# 1945 womens columbia... in black



## Barkeep (Sep 23, 2016)

Just got this and havent cleaned her up yet. Its a 1945 with blackout hubs. I found it interesting that the bike is original black and white paint. I feel I have seen very few pics of black paint scheme girls bikes... any one have any imsight, comments, etc on that? Pics before clean up...










Ill get some better after cleanup pics soon.


----------



## catfish (Sep 23, 2016)

Looks like a Westfield Built bike. Not a Columbia. What badge is on it?


----------



## Barkeep (Sep 23, 2016)

Yes, a Westfield built Columbia. I should have specified. It has a Columbia badge. Have family in town so pics to follow...

Sent from my SM-G925T using Tapatalk


----------



## Kato (Sep 23, 2016)

That looks like it's gonna clean up really nice !!!


----------



## MrColumbia (Sep 23, 2016)

From the 1945 "Wartime Restrictions Lifted" catalog. They were still using up the blackout hubs at this time.


----------



## MrColumbia (Sep 23, 2016)

Black was one of only three color options for this bike.


----------



## Bozman (Sep 23, 2016)

I have one in my collection in original black and white scheme. 

Sent from my SM-N910V using Tapatalk


----------



## Barkeep (Sep 23, 2016)

Again MrColumbia thank you! Bozman, have any pics? 

Sent from my SM-G925T using Tapatalk


----------



## Bozman (Sep 23, 2016)

Here are the pics as I found the bike. I'll see about finding some pics when she was cleaned up. 

Sent from my SM-N910V using Tapatalk


----------



## Mercian (Sep 24, 2016)

Hi All,

Aargh, Columbia chainwheels again. Please believe me, I really do have other interests in life... (-:

The pictures of ladies bikes on Mr. Columbia's catalogue show two different styles of chainwheel. In the top photo the cutouts are angular,with five arms and smaller triangular cutouts in the spandrels, and in the bottom photo it has four arms, with kidney shaped cutouts, the same as the men's bicycle.

Bozman's bike, with the earlier frame number has the five arm angular chainwheel, which seems to be the same as that used on the ladies military bicycle (M306), which would make sense if still using up old WW2 stock.

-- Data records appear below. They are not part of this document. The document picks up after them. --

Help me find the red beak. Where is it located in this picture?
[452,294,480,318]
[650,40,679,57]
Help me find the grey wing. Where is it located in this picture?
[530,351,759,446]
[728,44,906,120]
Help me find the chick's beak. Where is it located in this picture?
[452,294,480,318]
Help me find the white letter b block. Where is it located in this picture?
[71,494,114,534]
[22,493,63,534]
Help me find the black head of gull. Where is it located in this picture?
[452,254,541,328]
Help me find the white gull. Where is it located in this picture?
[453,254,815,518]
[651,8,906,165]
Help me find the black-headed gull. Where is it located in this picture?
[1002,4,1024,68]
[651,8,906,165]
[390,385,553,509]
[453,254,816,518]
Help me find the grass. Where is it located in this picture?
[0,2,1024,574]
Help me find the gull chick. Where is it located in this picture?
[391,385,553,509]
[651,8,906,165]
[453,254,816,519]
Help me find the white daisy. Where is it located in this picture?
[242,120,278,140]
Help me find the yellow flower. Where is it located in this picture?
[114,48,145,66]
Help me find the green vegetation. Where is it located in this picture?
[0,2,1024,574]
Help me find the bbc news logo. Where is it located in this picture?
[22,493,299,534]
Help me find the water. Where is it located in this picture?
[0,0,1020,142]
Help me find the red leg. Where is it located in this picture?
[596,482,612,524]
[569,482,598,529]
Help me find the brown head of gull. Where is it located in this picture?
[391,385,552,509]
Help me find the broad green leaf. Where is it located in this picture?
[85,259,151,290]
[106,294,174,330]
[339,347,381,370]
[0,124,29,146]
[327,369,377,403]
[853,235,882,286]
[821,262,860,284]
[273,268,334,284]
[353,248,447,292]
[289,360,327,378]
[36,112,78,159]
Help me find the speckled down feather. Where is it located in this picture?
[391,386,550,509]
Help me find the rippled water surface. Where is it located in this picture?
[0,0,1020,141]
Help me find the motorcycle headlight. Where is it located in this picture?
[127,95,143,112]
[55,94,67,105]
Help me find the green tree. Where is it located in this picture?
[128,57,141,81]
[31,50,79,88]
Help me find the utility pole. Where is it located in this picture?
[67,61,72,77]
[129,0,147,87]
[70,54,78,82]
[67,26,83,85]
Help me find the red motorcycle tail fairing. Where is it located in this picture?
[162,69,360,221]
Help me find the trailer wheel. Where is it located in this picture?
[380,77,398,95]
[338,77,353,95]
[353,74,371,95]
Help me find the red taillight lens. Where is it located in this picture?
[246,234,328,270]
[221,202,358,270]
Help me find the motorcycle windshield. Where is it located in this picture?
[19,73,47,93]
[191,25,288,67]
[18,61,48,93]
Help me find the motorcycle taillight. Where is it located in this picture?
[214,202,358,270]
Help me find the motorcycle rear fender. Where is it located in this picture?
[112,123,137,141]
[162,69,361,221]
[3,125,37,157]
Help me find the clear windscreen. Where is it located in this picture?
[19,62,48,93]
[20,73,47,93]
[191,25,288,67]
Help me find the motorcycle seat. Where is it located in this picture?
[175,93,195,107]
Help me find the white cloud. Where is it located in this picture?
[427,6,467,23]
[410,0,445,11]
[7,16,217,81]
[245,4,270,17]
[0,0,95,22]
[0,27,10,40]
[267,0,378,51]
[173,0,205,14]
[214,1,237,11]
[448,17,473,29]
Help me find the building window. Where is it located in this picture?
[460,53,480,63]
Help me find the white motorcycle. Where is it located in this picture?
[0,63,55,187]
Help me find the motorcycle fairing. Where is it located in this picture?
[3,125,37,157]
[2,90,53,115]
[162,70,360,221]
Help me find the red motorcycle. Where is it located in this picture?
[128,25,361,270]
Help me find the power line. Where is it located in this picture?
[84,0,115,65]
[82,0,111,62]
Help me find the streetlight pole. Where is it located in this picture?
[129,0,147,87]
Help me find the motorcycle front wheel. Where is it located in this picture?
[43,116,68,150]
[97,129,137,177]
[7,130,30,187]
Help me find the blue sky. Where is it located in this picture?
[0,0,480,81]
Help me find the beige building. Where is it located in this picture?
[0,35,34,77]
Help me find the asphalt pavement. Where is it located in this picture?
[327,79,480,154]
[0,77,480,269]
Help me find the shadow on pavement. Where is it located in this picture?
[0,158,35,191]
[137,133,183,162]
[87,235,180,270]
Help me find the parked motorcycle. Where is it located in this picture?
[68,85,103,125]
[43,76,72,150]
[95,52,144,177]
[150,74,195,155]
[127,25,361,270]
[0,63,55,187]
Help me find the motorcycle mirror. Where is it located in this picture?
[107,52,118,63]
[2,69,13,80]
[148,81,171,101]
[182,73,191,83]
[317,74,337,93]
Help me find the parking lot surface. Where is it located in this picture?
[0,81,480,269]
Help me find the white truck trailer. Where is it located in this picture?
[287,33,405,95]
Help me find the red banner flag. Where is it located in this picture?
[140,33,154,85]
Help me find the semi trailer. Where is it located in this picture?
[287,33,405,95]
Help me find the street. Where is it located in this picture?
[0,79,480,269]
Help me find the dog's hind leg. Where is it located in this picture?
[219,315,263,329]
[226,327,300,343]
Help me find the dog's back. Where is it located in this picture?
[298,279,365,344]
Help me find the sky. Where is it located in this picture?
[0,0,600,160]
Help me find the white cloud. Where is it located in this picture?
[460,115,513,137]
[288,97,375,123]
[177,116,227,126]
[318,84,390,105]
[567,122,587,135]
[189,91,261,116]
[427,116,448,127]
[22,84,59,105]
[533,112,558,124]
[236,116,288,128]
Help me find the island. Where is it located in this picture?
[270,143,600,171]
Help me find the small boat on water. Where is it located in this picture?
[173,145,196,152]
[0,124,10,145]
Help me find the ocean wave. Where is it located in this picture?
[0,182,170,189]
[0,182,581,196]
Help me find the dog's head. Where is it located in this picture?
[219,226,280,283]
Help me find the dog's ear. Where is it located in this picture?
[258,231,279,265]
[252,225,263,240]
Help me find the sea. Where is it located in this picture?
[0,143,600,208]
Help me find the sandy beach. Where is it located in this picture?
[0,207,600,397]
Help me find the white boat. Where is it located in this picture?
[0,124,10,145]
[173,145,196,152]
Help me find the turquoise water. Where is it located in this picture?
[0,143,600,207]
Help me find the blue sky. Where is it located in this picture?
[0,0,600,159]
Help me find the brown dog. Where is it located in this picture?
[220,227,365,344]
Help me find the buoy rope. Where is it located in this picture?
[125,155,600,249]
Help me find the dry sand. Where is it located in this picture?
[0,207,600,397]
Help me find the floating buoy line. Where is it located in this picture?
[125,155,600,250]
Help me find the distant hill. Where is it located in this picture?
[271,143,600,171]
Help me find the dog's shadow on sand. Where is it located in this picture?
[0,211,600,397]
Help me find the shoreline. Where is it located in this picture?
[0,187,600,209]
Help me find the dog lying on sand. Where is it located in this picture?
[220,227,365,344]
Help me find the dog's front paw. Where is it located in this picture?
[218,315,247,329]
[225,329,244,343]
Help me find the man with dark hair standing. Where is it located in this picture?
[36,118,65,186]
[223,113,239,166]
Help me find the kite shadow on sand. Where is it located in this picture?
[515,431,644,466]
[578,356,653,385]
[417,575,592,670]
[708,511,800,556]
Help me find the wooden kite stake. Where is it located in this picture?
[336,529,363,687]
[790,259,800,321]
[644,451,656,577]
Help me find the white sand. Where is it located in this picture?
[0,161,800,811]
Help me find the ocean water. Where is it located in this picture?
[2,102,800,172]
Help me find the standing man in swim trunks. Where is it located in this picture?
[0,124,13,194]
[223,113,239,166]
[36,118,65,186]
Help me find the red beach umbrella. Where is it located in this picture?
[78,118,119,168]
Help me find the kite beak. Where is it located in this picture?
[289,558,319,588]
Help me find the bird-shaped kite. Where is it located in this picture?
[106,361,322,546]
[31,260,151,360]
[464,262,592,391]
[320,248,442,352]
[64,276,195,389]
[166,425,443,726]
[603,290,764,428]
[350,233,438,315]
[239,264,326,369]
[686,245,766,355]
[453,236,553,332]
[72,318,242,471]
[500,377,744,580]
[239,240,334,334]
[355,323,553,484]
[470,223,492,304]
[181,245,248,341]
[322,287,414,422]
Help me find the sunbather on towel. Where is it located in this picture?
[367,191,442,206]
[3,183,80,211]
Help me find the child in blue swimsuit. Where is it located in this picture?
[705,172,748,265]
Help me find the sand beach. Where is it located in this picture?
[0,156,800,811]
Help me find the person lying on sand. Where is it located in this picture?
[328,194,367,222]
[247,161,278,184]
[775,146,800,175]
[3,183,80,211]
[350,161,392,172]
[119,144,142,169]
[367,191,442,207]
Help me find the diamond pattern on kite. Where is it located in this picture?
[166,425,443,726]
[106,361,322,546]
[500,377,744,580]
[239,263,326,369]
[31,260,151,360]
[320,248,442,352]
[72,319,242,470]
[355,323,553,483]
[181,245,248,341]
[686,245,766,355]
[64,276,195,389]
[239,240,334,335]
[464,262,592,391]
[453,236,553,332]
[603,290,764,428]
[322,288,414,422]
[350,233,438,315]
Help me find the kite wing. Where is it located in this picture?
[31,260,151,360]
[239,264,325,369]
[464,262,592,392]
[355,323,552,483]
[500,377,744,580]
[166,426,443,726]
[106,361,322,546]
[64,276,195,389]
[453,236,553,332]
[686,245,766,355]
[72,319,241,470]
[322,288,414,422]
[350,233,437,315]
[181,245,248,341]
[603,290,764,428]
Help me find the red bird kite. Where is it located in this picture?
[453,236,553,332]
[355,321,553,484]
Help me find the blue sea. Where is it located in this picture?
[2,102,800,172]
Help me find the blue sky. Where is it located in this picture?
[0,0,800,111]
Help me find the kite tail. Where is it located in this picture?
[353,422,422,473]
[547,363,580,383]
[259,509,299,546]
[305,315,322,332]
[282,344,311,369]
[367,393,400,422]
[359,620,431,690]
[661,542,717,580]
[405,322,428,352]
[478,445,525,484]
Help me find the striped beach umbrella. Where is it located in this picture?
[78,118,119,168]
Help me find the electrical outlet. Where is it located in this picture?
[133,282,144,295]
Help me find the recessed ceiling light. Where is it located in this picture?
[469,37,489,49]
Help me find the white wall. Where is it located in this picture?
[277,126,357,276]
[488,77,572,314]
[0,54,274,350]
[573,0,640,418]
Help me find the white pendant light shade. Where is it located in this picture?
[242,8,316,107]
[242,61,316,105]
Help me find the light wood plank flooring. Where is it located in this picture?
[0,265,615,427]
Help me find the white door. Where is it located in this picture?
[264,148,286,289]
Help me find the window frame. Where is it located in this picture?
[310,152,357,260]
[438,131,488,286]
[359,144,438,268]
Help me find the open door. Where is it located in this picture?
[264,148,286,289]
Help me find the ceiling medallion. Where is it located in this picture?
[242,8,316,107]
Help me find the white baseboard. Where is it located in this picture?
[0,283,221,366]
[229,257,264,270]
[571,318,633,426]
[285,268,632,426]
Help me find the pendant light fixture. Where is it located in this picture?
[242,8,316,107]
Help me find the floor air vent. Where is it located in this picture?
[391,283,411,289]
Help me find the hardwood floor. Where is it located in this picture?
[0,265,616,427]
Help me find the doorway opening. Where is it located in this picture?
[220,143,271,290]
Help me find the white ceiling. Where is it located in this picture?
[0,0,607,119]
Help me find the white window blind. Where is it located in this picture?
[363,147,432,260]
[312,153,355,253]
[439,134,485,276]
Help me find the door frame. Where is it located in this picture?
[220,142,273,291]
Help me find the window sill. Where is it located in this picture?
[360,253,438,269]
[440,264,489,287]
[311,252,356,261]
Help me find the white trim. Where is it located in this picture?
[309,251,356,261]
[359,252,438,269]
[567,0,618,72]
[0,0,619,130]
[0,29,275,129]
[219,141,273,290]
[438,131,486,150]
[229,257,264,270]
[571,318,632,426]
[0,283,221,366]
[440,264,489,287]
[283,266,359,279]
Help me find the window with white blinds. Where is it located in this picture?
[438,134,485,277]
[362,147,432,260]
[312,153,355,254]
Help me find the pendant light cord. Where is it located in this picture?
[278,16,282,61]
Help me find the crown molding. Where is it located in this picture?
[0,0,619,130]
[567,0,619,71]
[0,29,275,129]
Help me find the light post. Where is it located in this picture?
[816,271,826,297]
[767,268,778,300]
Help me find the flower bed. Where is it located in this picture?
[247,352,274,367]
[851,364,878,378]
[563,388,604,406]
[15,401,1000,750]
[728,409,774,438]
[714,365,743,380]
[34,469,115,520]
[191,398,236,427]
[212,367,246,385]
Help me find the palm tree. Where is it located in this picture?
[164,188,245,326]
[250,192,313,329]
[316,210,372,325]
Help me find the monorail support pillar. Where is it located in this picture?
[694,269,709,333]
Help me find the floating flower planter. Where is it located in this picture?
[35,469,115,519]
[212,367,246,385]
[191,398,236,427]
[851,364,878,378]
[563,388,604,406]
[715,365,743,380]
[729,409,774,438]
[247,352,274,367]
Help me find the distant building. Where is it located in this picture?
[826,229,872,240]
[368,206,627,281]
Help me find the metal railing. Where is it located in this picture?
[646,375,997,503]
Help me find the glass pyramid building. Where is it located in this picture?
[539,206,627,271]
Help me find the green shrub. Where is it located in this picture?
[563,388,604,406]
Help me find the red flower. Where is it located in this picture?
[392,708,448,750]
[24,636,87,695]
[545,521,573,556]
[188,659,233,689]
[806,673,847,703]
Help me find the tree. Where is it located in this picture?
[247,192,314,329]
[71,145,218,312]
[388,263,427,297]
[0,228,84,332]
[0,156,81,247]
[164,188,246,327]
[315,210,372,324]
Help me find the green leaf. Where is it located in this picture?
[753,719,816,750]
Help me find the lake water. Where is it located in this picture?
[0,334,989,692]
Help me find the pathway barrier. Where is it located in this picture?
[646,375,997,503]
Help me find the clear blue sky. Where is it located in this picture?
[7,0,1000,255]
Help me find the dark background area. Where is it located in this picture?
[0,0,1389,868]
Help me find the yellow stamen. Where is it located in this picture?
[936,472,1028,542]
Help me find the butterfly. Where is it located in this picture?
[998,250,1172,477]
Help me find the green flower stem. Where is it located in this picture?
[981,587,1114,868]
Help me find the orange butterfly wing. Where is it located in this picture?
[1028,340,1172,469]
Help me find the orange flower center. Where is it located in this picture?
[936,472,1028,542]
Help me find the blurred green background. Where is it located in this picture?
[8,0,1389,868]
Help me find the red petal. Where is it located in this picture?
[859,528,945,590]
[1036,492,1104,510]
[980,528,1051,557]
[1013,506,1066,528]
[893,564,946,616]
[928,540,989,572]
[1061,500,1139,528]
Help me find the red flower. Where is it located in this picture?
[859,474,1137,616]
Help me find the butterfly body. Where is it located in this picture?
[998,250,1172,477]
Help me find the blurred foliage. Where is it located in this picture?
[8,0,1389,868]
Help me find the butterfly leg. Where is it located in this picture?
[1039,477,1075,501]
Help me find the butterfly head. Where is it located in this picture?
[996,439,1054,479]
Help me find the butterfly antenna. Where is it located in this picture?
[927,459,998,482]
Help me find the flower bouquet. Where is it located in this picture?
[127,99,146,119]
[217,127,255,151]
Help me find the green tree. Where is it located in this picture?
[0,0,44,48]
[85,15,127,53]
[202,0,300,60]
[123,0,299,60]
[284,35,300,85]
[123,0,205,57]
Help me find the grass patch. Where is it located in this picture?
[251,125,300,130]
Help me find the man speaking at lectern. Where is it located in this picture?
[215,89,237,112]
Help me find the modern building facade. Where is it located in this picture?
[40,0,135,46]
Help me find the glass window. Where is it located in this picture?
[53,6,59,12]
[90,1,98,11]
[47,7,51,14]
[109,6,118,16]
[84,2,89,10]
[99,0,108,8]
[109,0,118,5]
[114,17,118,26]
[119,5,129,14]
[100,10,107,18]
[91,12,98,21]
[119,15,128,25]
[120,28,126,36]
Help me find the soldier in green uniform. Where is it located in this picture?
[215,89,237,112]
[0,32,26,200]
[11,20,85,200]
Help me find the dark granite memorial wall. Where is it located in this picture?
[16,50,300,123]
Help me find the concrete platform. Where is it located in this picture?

Barkeep's bike has a later frame number, and uses the four arm kidney chainwheel, which seems to have been standardised between the men's and ladies bikes at some point, maybe when they ran out of the earlier chainwheels?

Best Regards,

Adrian


----------



## Mercian (Sep 24, 2016)

PS, if you (Bozman, Barkeep), have the opportunity, could you tell me the other number/letter stamped on your crank tube (N something on Bozman's).

Ta Muchly,

Adrian


----------



## Bozman (Sep 24, 2016)

Mercian said:


> Hi All,
> 
> Aargh, Columbia chainwheels again. Please believe me, I really do have other interests in life... (-:
> 
> ...



Adrian, 

Wait until I post a pic of my 1945 Men's Westfield's chain ring.  [emoji2] 

Boz

Sent from my SM-N910V using Tapatalk


----------



## Barkeep (Sep 25, 2016)

Thanks for the pics. Ours are twins for sure.







Ill post more after cleanup, the seat/bars/etc are in the garage.


----------



## Bozman (Sep 25, 2016)

Here is a shot of the original light and chain ring on my 1945 Westfield








Sent from my SM-N910V using Tapatalk


----------



## Bozman (Sep 25, 2016)

Sent from my SM-N910V using Tapatalk


----------



## Huffykid (Jun 17, 2017)

Can someone help me identify this Columbia?

Bottom says - M141156


----------



## Bozman (Jun 18, 2017)

M serial numbers are 1948 if my memory serves me right. 

Sent from my SM-N910V using Tapatalk


----------



## Krakatoa (Jun 18, 2017)

Here's my '45 Westfield


----------